N響「夏」というコンサートは昔からあったが、私は今回が初めてである。若い指揮者がポピュラーな曲を演奏することで知られているが、今年は南米の若手ラファエル・パヤーレ。その風貌はアフロな髪形ながらも細身で、どちらかと言えばジャズか何かのミュージシャン風である。プログラムはブラームスの「悲劇的序曲」、ブルッフのヴァイオリン協奏曲第1番(独奏:ワディム・レーピン)、それにチャイコフスキーの交響曲第4番である。ホームページによれば、このコンビでこのあと大阪、松山、米子とツアーを組むようである。
だがここでも私は繰り返そう。私の7月の心理状態は、とても音楽を楽しめる状態ではなかったのだ。心理状態が音楽の体験と重なって思い出になるには、一定の時間の経過が必要だと思う。私はまだその時間が過ぎていない。少しづつ心が落ち着きを取り戻すようになって、やっとこの文章を書いている。音楽の記憶が薄れないように、この日に聞いた演奏のことを書こうと思う。だがどうしてもうまく思い出せないのは、やはり音楽に身が入らなかったからだろうと思う。
むしろ思い出すのは、NHKホールに向かって原宿より歩きながら、夏風にあおられてきらめく代々木公園の木々のきらめきに安らぎを覚え、脇のベンチに座って同行する予定の妻を待ちながら、じっとたたずんで思いにふけっていたことなどである。
今回の公演のチケットは、2階席の後方であった。NHKホールの難しい音響では、ここでの音の響きも共鳴の音が混じり、さらには狭い座席の中で聞くブラームスの悲劇的序曲などという渋いプログラムを、無理にやらなくてもいいのに、などと余計なことを考えながら、前半のプログラムは上の空であった。レーピンが大きな体をゆすりながらも余裕綽綽の体でブルッフを弾くと、それはそれで豊かな気持ちであった。時に聴衆はこの技巧派ヴァイオリニストに、アンコールが期待できることを知っていた。何度かの登場のあと、パガニーニの「ヴェニスの謝肉祭」をオーケストラ付きで演奏したのは驚きだった。
チャイコフスキーの交響曲第4番は、わたしにとっても思い出の曲である。それはどちらかというと苦しい思い出で、失意のうちに聞いた記憶と重なる。この重苦しい、ちょっと分裂気味の曲は、チャイコフスキーを誤解させる曲でもある。私は19歳の頃、受験が終わったその帰り道に、この曲のCDを聞きながら、完全に失敗したと思ったのだ。実際はだがそうではなかった。けれどその日のチャイコフスキーは私を重く落ち込ませた。まさにそれにうってつけの曲、そしてこともあろうに同じ曲を、同じような心境で聞いている!

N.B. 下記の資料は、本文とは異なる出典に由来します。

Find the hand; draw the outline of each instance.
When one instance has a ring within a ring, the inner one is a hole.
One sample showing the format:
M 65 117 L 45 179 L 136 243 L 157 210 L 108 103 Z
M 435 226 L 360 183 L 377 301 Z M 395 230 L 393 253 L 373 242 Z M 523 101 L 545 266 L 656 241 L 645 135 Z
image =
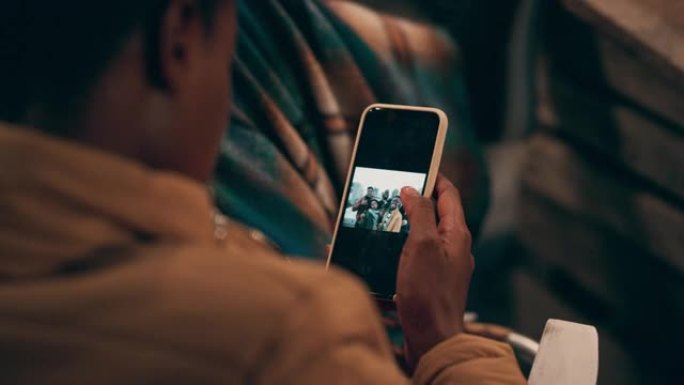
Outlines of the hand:
M 474 269 L 458 190 L 440 175 L 435 194 L 438 220 L 431 199 L 410 187 L 401 192 L 411 230 L 399 261 L 395 302 L 410 368 L 437 344 L 463 332 Z

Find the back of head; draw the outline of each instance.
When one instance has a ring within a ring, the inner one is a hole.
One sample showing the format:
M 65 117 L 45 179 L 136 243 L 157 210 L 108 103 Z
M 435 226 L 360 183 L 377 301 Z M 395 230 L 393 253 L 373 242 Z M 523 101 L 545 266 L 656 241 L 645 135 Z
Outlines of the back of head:
M 197 1 L 207 15 L 217 2 Z M 136 27 L 156 32 L 158 18 L 169 3 L 2 0 L 0 120 L 25 123 L 34 114 L 61 118 L 76 114 L 89 87 L 126 38 Z M 156 36 L 148 35 L 149 39 Z M 154 82 L 154 51 L 148 53 L 150 81 Z

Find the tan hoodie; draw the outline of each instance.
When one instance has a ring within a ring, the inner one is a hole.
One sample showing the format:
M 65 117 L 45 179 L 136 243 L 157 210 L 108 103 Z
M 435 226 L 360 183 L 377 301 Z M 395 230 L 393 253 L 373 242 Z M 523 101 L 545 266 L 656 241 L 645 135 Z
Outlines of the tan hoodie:
M 411 383 L 362 285 L 212 213 L 182 176 L 0 124 L 0 383 Z M 413 382 L 524 379 L 461 335 Z

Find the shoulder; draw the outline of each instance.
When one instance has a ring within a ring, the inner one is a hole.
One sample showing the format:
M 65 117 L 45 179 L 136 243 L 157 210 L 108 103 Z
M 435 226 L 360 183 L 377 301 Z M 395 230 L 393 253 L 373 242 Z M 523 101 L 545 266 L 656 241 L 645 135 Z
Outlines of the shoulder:
M 244 379 L 292 368 L 288 360 L 301 362 L 350 335 L 380 341 L 375 310 L 354 278 L 234 241 L 225 249 L 136 246 L 92 271 L 6 285 L 0 303 L 11 316 L 2 328 L 41 330 L 55 344 L 28 338 L 22 351 L 83 352 L 70 361 L 73 370 L 116 371 L 117 378 L 140 374 L 132 368 L 168 378 L 173 367 L 177 378 Z
M 155 282 L 147 311 L 165 320 L 174 344 L 223 355 L 245 370 L 282 365 L 283 350 L 274 346 L 287 351 L 285 361 L 349 335 L 384 346 L 367 289 L 345 273 L 258 248 L 158 252 L 165 255 L 147 267 Z

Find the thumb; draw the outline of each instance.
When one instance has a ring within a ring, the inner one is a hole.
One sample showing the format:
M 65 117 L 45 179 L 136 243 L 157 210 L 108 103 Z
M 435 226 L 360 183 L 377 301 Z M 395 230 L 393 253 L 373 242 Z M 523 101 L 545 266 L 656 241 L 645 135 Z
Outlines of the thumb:
M 412 187 L 401 190 L 401 201 L 411 222 L 411 231 L 434 232 L 437 229 L 435 204 Z

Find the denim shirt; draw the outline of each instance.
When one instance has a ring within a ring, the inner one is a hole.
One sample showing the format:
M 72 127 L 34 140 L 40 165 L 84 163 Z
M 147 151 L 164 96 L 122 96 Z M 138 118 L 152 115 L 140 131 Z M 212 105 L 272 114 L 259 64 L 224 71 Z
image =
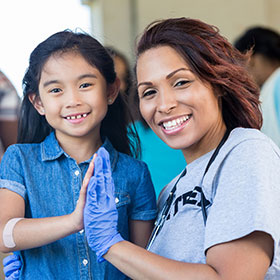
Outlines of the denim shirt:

パヤーレという若手のベネズエラ人指揮者は、あのデュダメルを生んだ「エル・システマ」の出身である。この第3世界(という表現はもはや死語になったが)の社会主義国で誕生した実験的音楽家育成プログラムは、お金も地位もない子供にも豊かな音楽教育を行うことで有名である。そこには一貫した思想があり、その模様は広くドキュメンタリー映画などでも知られるところとなった。今年のウィーン・フィルのニューイヤーコンサートのテレビ中継に、このシステムの生みの親であるホセ・アントニオ・アブレウ博士の姿もあった。
だからパヤーレという指揮者がどういう生い立ちかは知らないが、もはや堂々とした素振りで生き生きと演奏する姿にもはや違和感がない。若い指揮者はいいなと思う。チャイコフスキーは特に何も細工をしていないような、ストレートな表現で、先日のフェドセーエフなどとはまた違う演奏である。 ところどころ木管のフレーズの、とても憂いに満ちた印象的なメロディーもオーケストラは楽しんで演奏している。そしてこの演奏のあとにも、アンコールが用意されていた。歌劇「エフゲニー・オネーギン」からのポロネーズである。
ベネズエラ人の指揮するロシア音楽を日本で聞くことが、何も不思議ではなくなった。そういえば私は、ユジャ・ワンのラフマニノフをデュダメルの指揮する演奏が好きだ。そしてその熱狂的な拍手は、この演奏会場がカラカスのホールであることを思い出させるのだが、それとは対照的にN響「夏」の観客は、定期公演ほどではないにせよ大人しい。私はしばし音楽を聴くことで、心が安らいだ気がした。肩の凝らないポピュラー・コンサートであることを、私はむしろ嬉しく思った。